Groups

In this page, all groups that exist on the UTM are displayed in the table, and for each the following information is shown.

  • Name. The name of the group.

  • Provider. The provider where this group is located (e.g. Local, LDAP, etc).

  • Number of Members. The number of users in this group.

  • Additional Comment. Any remarks or descriptions provider for this group.

  • Actions. The available operation that can be carried out on the account.

Click on New group above the table to add a new local group. In the form that will show up, the following options can be specified for each user.

New Group

Basic

Name

The name of the group.

Enabled

Checkbox to enable/disable this group account.

Additional Comment

An additional comment.

Group Members

Edit members

In this part of the panel it is possible to assign membership to one or more users to this group. After clicking the Edit members it is possible to select and/or filter existing users to find matching users. Group membership is added by clicking on the + on the right of the user name. Users assigned to this Group are then show their action as Delete. Once added, the Edit members will then show the number of users selected inside the parenthesis of the button label.

VPN Options

Override the global OpenVPN configuration for this group

Tick this checkbox to allow the OpenVPN protocol to be used. This option will reveal a box in which to specify custom option for the group account, see below.

Override OpenVPN Options

Custom Client Routing

Direct all client traffic through the VPN (full tunnel)

If this option is checked, all the traffic from the connecting client, regardless of the destination, is routed through the uplink of the UTM. The default is to route through the VPN only the client traffic to the internal networks (see next options).

Hint

If this is selected then relevant options below are hidden since they are not able to be used simultaneously.

Or push the following routes

When not using full tunnel mode, the user can optionally choose to select GREEN, BLUE, or ORANGE zones to be pushed to the client. These options have no effect if the corresponding zones are not enabled.

Push only these networks

If any networks is written here (one per line and in CIDR notation), only routes to these networks will be sent to the client.

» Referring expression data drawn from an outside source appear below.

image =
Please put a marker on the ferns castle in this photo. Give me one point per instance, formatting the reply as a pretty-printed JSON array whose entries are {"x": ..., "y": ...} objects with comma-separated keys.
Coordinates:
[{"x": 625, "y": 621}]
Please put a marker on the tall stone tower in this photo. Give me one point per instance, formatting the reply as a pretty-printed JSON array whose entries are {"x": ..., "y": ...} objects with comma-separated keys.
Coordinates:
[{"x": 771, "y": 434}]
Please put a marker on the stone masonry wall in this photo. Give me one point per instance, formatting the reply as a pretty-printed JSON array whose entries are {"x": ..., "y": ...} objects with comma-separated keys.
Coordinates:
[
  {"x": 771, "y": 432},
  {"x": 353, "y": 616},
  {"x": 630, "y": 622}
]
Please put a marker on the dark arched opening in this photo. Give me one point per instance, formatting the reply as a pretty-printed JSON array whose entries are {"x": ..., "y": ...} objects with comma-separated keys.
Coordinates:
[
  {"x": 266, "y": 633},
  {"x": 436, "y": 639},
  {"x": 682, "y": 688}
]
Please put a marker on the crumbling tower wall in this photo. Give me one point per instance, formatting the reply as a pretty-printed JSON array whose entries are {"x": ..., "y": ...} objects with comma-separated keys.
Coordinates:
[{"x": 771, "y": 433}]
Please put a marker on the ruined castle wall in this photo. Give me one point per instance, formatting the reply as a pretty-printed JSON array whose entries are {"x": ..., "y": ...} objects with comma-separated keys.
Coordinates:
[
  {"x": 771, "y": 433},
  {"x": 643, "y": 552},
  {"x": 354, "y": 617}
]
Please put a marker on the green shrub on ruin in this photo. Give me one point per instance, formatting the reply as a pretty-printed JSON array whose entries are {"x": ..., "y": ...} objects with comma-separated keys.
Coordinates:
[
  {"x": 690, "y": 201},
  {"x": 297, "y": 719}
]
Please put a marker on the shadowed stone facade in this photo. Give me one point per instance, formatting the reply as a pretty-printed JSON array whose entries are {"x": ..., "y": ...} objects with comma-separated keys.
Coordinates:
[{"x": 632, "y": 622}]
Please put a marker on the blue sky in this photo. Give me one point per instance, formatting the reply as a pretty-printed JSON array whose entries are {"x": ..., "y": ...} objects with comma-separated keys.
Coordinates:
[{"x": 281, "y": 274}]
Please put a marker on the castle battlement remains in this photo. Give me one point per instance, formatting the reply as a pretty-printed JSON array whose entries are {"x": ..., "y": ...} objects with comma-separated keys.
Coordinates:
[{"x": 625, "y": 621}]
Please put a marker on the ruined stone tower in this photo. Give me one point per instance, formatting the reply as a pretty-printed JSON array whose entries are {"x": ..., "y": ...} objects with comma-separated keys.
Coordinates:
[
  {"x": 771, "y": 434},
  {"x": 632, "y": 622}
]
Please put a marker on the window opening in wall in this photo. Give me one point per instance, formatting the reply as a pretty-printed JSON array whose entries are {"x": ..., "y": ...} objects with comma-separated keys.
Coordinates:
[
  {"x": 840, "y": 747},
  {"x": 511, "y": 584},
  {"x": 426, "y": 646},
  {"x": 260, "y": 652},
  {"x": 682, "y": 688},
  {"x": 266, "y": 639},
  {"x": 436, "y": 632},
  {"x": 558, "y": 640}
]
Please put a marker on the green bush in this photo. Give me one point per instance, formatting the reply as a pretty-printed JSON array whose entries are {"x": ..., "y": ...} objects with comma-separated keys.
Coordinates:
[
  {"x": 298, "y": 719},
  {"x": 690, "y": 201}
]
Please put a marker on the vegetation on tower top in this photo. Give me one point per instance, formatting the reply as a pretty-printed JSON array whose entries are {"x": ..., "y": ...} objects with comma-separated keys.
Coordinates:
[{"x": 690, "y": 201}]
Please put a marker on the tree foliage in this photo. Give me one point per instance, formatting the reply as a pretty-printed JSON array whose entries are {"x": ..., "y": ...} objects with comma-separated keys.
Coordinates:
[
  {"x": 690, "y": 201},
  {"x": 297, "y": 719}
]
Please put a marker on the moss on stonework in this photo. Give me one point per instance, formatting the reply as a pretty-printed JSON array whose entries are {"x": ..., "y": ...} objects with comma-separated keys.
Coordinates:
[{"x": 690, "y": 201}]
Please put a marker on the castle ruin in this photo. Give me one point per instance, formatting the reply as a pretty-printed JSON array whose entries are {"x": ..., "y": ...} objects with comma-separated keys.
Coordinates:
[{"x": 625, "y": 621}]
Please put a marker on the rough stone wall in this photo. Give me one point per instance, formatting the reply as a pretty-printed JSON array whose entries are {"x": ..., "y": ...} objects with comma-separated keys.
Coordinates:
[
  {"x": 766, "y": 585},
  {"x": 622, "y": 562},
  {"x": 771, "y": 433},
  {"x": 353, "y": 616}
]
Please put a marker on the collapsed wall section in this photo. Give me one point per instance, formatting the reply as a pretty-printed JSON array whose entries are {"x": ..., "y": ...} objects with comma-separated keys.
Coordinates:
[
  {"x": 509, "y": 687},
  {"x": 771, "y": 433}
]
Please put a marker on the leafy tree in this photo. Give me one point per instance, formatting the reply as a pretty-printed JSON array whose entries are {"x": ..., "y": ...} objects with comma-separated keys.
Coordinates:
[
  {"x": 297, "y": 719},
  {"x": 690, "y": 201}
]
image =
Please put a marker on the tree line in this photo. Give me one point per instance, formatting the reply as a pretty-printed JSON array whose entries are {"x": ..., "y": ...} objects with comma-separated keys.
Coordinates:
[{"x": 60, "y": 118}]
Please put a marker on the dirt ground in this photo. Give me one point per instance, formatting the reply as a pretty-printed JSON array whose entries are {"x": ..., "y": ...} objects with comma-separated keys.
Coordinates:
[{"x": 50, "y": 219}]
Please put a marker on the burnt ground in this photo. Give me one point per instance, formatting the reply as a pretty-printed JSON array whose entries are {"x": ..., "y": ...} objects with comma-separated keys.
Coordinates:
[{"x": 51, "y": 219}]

Push Other Client Settings

Static IP addresses

Dynamic IP addresses are assigned by default to clients, but a static IP address provided here will be assigned to the client whenever it connects.

Note

If the client connects to a multicore VPN server running on the UTM, this assignment will not be taken into account.

Push these nameservers

Assign custom nameservers on a per-client basis here.

Push these search domains

Assign custom search domains on a per-client basis here.

Note

When planning to have two or more branch offices connected through a Gateway-to-Gateway VPN, it is good practice to choose different subnets for the LANs in the different branches. For example, one branch might have a GREEN zone with the 192.168.1.0/24 subnet while the other branch uses 192.168.2.0/24. Using this solution, several possible sources for errors and conflicts will be avoided. Indeed, there are several advantages, including: The automatic assignment of correct routes, without the need for pushing custom routes, no warning messages about possibly conflicting routes, correct local name resolution, and easier WAN network setup.